VaksinCovid.gov.my blunder – What happened and what should have been done.
I missed the previous AstraZeneca vaccination program and I wanted to try my luck again this time around. So you can only imagine how excited I was to get myself and my other half enrolled, with the hope that we can do our parts together in making the surrounding safe for everyone. So I landed on the vaccination page and like every other Samaritan, I was presented with a rather horrendous experience, one after another.
So we’re not here to do the blame game, but rather share and learn together. My only frustration is the fact that this was an outbreak-solving web application and while time was critical, the funding was not. There are some really good developers in our country that the government could have appointed to build and manage this system but yet, it was not the case.
So what happened today?
The CORS nightmare. In other words, Cross-Origin Resource Sharing problem. I bet by now you have been seeing this term a lot more than ever before. In fact, it probably might be trending now, but CORS is not something new. Let’s just have a little stroll in the park about this.
In simpler words, CORS restricts resources to be requested outside of the domain that is being requested. For example, if our domain is pokde.net and we tried to perform a request from pokde.com which is a totally different domain, we will be presented with CORS error. Bear in mind, this doesn’t apply to embedded request like images, stylesheets, script source, or videos. If you are sourcing a font library from Google Font’s website for example, it will not trigger a CORS error.
Whis is this important? Back in the IE days, XSS or Cross-Site Scripting was a major pain for developers. If somehow you managed to inject a cross-site malicious code into a website, the results can be devastating. Essentially, a hacker can be snooping the actions on a website, or totally fire a redirect if necessary. This is why CORS policies were introduced and over the years, it’s being enforced more strictly, which is a good thing.
So what happened to the vaksincovid.gov.my website? Weren’t they running the system on their own? Short answer? Yes, they were. Long answer?
What the developers of vaksincovid.gov.my did was, they created an API request with the URL https://api.vaksincovid.gov.my/az/ followed by a series of parameters that you can perform a request on, to get a relevant response. This is excellent! Having an isolated API means this data can later be extended to other applications like MySejahtera or a dedicated mobile app, or even to the hospitals in the future who would like to check the status of an individual’s vaccination status.
However, as you can see, while the main domain of the API is the same as the visited site, the URI is not where the subdomain makes the final URI totally different. In the default CORS same-origin policy, vaksincovid.gov.my and api.vaksincovid.gov.my are two different domains. When configuring a webserver, we can define wildcards to allow subdomains, but if a site allows cookie sharing, then every single subdomain has to be explicitly defined and wildcards will not be allowed. This is probably where the blunder on vaksincovid.gov.my happened.
When the API itself is not working, we can expect abnormal behaviors. I would assume the first call to the API would request the already booked dates, which would then populate the date containers with the respective colors to indicate availability. I believe, by default the date blocks are set to “unavailable” and until the API doesn’t return a callback indicating availability, the date would be rendered unavailable. However, the default CSS class that is pre-defined is green color instead. If everything works, it wouldn’t matter, but when the API is broken, it delivers a rather clunky experience. Which is why a huge number of users are complaining that the date was indicated as available, but upon clicking, it showed as unavailable.
Amazon has a pretty straightforward guide on handling CORS that can be found here.
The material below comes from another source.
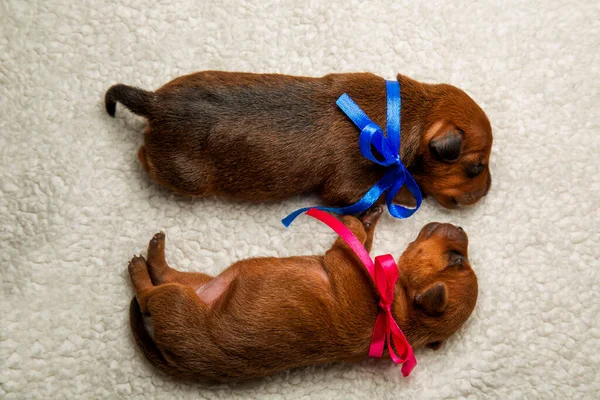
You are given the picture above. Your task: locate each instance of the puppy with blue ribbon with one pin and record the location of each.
(264, 137)
(388, 149)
Of course, later on, there were a slew of 50x server errors which points towards infrastructure availability problems. This enters the DevOps territory. From my understanding, vaksincovid.gov.my is being hosted on Amazon AWS which is one of the most robust and elaborate public server stack available in the world today. Heck, I like to joke that Amazon’s AWS service is so elaborate, that when I expand the navigation menu that lists all AWS services, even my 4K display doesn’t fit all of it.
But if we’re only going to pick a lightsail instance or a small EC2 stack, even the gods will not be able to save us. For something that requires potentially a whole nation swarming a particular website, perhaps a good setup that I would run would be using a couple of T-instance EC2 for the web application, load balanced by Bastion that decides which server a particular visitors should be redirected to. Amazon even allows auto-scaling where it can automatically compute the load and spawn more instances where necessary, and kill them when they’re no longer needed. The multimedia assets can be dumped into an S3 bucket. The database can be run using Amazon Aurora on their RDS which is one of the fastest database systems, built in-house by Amazon themselves, capable of running MariaDB like it was on steroids. Wrap this all in a VPC and you have a very powerful scalable architecture ready to serve the nation. For added performance, add a CloudFront CDN that ties and caches all the strings together because there is no such thing as overkill when speed is a concern on the internet sphere. All this would cost a bomb when running on Amazon, but trust me, based on the allocation that was provided, this cost would’ve been peanuts.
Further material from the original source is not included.